De voorgevel van het kasteel is in feite nog steeds dezelfde als die van vandaag.  Alleen de toegangspoort, zoals die is weergegeven op de afbeelding van Sanderus, is anders dan de huidige toegang. Die toegangspoort laat vermoedelijk toe dat een koets door het gebouw kan rijden en dat men dus overdekt kan uitstappen.  Rechts is vermoedelijk een zaal waar bezoekers worden ontvangen en die aansluit op de keuken. Links is er vermoedelijk een bureau waarin mensen ontvangen kunnen worden voor besprekingen.  In deze ruimte is vandaag de oorspronkelijke vloer met rode en zwarte Boomse tegels met figuratieve afwerking bewaard. Deze bureauruimte heeft een buitendeur, die er ook vandaag nog is.
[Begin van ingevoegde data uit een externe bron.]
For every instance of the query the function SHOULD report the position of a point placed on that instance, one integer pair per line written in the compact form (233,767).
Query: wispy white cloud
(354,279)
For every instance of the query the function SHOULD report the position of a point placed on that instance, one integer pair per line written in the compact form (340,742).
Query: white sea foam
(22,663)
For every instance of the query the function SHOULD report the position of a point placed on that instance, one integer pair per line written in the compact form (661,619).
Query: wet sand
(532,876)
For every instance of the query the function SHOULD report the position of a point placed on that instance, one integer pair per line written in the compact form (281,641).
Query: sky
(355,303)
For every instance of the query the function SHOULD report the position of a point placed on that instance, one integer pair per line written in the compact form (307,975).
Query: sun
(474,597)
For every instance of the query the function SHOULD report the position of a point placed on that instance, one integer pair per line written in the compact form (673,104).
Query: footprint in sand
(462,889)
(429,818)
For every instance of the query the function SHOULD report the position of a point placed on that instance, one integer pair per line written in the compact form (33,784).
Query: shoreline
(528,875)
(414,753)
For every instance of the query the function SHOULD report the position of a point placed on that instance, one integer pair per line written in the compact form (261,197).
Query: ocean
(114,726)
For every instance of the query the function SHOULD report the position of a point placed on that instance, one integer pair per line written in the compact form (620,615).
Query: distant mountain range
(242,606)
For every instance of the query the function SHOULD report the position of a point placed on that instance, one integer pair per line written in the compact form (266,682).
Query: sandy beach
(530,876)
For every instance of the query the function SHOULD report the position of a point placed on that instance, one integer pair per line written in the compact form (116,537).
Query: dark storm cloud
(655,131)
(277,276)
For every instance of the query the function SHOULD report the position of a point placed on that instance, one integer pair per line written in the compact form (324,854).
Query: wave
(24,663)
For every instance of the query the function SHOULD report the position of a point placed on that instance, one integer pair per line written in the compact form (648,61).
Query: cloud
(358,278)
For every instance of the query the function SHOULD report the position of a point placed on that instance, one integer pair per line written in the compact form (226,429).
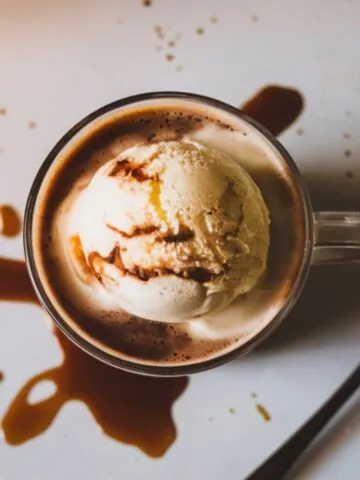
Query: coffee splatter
(159,32)
(275,107)
(263,412)
(15,284)
(132,409)
(10,223)
(350,174)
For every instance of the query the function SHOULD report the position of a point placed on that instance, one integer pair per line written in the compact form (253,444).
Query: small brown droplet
(263,412)
(10,222)
(159,32)
(349,174)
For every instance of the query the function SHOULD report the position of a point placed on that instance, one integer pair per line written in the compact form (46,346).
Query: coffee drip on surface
(129,408)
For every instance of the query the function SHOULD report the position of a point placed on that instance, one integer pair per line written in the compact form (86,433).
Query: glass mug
(320,237)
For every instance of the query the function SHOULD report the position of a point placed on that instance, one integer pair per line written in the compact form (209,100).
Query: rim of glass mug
(173,370)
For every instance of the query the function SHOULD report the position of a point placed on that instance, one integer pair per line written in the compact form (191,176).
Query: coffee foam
(160,343)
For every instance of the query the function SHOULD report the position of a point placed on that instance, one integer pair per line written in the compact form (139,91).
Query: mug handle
(336,237)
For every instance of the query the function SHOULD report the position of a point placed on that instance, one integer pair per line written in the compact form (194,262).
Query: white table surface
(59,60)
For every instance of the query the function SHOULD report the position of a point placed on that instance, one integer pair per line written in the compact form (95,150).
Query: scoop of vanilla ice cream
(171,230)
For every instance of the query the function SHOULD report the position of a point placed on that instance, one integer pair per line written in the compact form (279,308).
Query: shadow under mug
(327,237)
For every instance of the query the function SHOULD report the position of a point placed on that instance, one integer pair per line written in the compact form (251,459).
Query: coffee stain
(131,409)
(275,107)
(263,412)
(10,222)
(15,284)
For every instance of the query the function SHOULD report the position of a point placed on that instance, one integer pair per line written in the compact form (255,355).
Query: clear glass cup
(328,237)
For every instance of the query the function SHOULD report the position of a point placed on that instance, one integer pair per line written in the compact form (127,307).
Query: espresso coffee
(137,343)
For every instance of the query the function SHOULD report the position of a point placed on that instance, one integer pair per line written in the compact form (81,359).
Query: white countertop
(61,59)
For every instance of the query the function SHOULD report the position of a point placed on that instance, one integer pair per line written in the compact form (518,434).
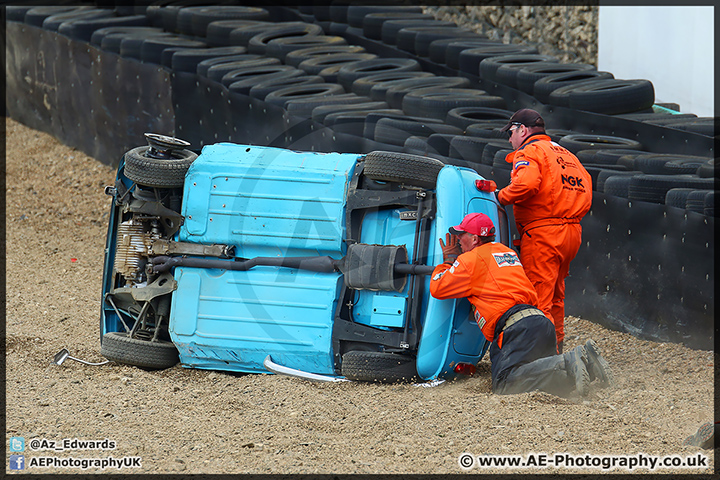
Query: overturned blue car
(247,256)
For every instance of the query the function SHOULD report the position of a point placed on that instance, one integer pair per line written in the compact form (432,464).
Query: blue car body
(271,202)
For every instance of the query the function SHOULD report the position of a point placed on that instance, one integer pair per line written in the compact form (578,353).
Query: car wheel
(154,172)
(402,168)
(121,348)
(378,367)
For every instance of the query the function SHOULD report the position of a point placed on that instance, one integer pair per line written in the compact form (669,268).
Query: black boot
(575,361)
(597,366)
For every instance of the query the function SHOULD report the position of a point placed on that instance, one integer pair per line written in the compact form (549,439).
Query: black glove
(452,249)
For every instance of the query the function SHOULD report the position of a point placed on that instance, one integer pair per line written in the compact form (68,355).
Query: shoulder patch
(507,259)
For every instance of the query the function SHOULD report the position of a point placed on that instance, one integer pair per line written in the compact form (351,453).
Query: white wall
(673,47)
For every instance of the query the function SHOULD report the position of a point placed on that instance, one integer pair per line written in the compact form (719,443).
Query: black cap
(525,116)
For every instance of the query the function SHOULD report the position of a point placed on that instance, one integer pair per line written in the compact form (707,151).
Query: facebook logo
(17,462)
(17,444)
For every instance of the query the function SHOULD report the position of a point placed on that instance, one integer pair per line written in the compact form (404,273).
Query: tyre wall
(644,267)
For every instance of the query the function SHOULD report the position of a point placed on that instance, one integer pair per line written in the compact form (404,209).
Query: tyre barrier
(98,78)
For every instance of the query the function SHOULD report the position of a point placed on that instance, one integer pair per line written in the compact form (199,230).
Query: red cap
(475,223)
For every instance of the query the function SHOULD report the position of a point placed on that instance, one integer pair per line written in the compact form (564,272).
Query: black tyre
(130,45)
(243,35)
(463,117)
(607,174)
(364,85)
(244,79)
(613,96)
(84,29)
(152,49)
(304,107)
(677,197)
(54,22)
(451,50)
(425,38)
(37,15)
(350,121)
(218,32)
(372,22)
(709,209)
(578,142)
(498,160)
(372,119)
(438,48)
(396,92)
(529,74)
(391,29)
(378,367)
(110,38)
(265,87)
(707,169)
(469,60)
(280,47)
(396,130)
(703,126)
(204,66)
(258,43)
(611,156)
(316,65)
(440,142)
(695,201)
(195,20)
(546,86)
(495,154)
(187,60)
(618,185)
(595,170)
(489,68)
(160,173)
(321,112)
(437,102)
(653,188)
(296,57)
(120,348)
(356,13)
(282,96)
(467,148)
(402,168)
(217,71)
(488,129)
(667,164)
(685,164)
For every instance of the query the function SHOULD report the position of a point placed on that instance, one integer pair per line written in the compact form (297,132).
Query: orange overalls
(551,192)
(491,277)
(523,353)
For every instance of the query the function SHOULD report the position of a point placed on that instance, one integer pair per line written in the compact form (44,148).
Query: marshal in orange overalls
(551,192)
Voorgevel van het kasteel rond 1640 (beeld: Visual Dimension)
Het kasteel vandaag vanuit hetzelfde standpunt (foto: Daniël Pletinckx)
Buitendeur van de bureauruimte, naast de ramen ook nog in het huidige gebouw aanwezig (beeld: Visual Dimension )
De kleine deur van het kasteel van 1640 is vandaag nog steeds aanwezig (foto: Daniël Pletinckx)

Achteraan zien we links de keuken met daaronder de voorraadkelders.  Op de verdieping bevinden zich de persoonlijke vertrekken van de adellijke bewoners en de kapel, net zoals vandaag nog het geval is in het huidige kasteel.

Achtergevel van het kasteel, met links de keuken, in het midden de traptoren en rechts de ontvangstruimte (beeld: Visual Dimension)

De toren doet niet alleen dienst als uitkijktoren maar laat ook het dienstpersoneel ongezien circuleren door het kasteel.  De spiltrap in de toren verbindt immers de voorraadkelders, de keuken, de ontvangstruimtes en de privévertrekken van de kasteelbewoners met de leefruimtes van het dienstpersoneel op de dakverdieping.

De traptoren dient zowel als uitkijktoren en als centrale circulatie voor het personeel (beeld: Visual Dimension)

Als uitkijktoren moet de toren hoger zijn dan de toppen van de bomen.  Deze toren wordt ook gebruikt tijdens de jacht.  De knechten, die het wild opsporen, geven signaal naar wachters in de toren, die de adellijke jagers dan in die richting sturen.  De kasteeleigenaars bezitten eigendommen tot in Drongen, aansluitend op het kasteeldomein.

Op de bovenverdieping van het kasteel heeft men een overzicht over de weide omgeving (beeld: Visual Dimension)

Uitkijkend op het water is er naast het kasteel langs de zuidkant een vroege baroktuin.  Maar het is dan niet gebruikelijk om in de zon te lopen – een getaande huid is voor mensen die op het land werken – daarom is het centrale pad overdekt met een pergola en zijn er prieeltjes waar men in de schaduw kan zitten. Deze prieeltjes zijn zichtbaar op bovenstaande tekening van Sanderus.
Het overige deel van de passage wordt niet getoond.